The only way that political support can be sustained is if our
leadership and, to some extent, the elites in this country agree that
our way of life is better than theirs, that in some way or other we
have the right to go in and help them rip out one messy government
and institute another because we actually do know better. In other
words, moral relativism won't cut it. We have to have a certain
degree of élan and self-confidence. Do we? Can you see the
American elite carrying out this imperial project?
Paul Johnson: Yes, I have enormous confidence in the moral resolution of America. And
you rightly say this is a moral problem because it is about moral
absolutes as opposed to moral relativism. It is about moral
absolutes. And I think that Mr. Bush has pitched it on that level.
That's the impression I get from reading his speeches, that what
happened 11th of September was a moral outrage of such enormity
that a revolution in the American policy and military doctrine was
called for and is now in the process of taking place. Therefore, the
whole change in America's attitude to the world, seeing the whole
world as something which it has to take care of, has to take an
interest in and has to be able to influence, that whole thing is based
upon a moral absolute.
Peter Robinson: And do you believe then that as these questions get worked out in
American politics, George Bush and his position speaks for the
center in this country far better than say, to name a Democratic
Presidential candidate, Howard Dean, who's been, according to all
the polls as we tape this, he's been doing extremely well on the
Democratic side but who is forswear against the war in Iraq. As
between those two, the Bush view will prevail and America can
sustain the project called for?
Paul Johnson: I believe it will because America, thank God, is a young country still. It is
an idealistic country still. It's a religious country still. It does
believe in seeing very clear distinctions between right and wrong
and acting upon those distinctions. It has those really fundamental,
moral qualities and therefore I trust America. I trust America to do
the right thing but it will take tremendous leadership, wonderful
articulation, skill at explaining policies and all kinds of instruments
of explanation, radio, television stations, really putting the case for a
moral world in which clear distinctions are made between right and
wrong. And when evil appears to be triumphing, then action will be
taken.
Peter Robinson: Dr. Johnson, Clare Booth Luce is famous for saying that history gives each
man just a single sentence. Lincoln freed the slaves. Churchill
faced down Hitler. Let me name a few names, it's television so we
have to move quickly, let me name a few names and ask you for a
sentence on each, the way you believe history should judge them.
Osama bin Laden?
Paul Johnson: A horrible schoolboy written large.

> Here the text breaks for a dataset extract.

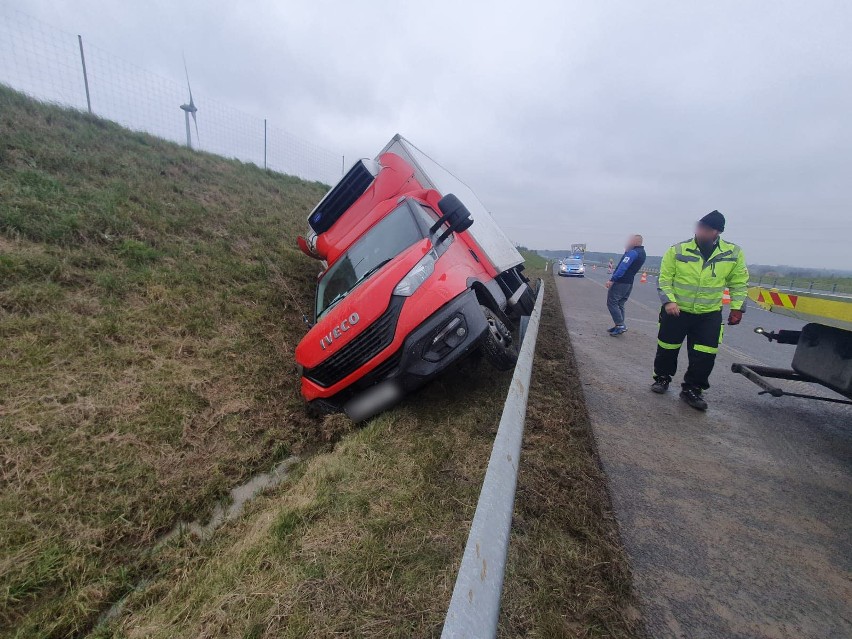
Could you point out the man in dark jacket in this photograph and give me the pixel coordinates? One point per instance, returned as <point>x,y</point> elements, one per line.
<point>620,283</point>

Peter Robinson: Saddam Hussein?
Paul Johnson: What happens when the ethics of a Chicago gangster are put in charge of a
huge oil rich country.
Peter Robinson: Jacques Chirac?
Paul Johnson: Why are the French so notorious for shiftiness? Because there's plenty of
Chiracs there.
Peter Robinson: Last two. Tony Blair?
Paul Johnson: A promising young man who's doing very well but has the capacity and I
believe the future to do very much better.
Peter Robinson: Last, George W. Bush?
Paul Johnson: All I can say is I'm very glad he is the United States President.
Peter Robinson: Paul Johnson, thank you very much.
Paul Johnson: Thank you.
Peter Robinson: I'm Peter Robinson for Uncommon Knowledge. Thanks for joining us.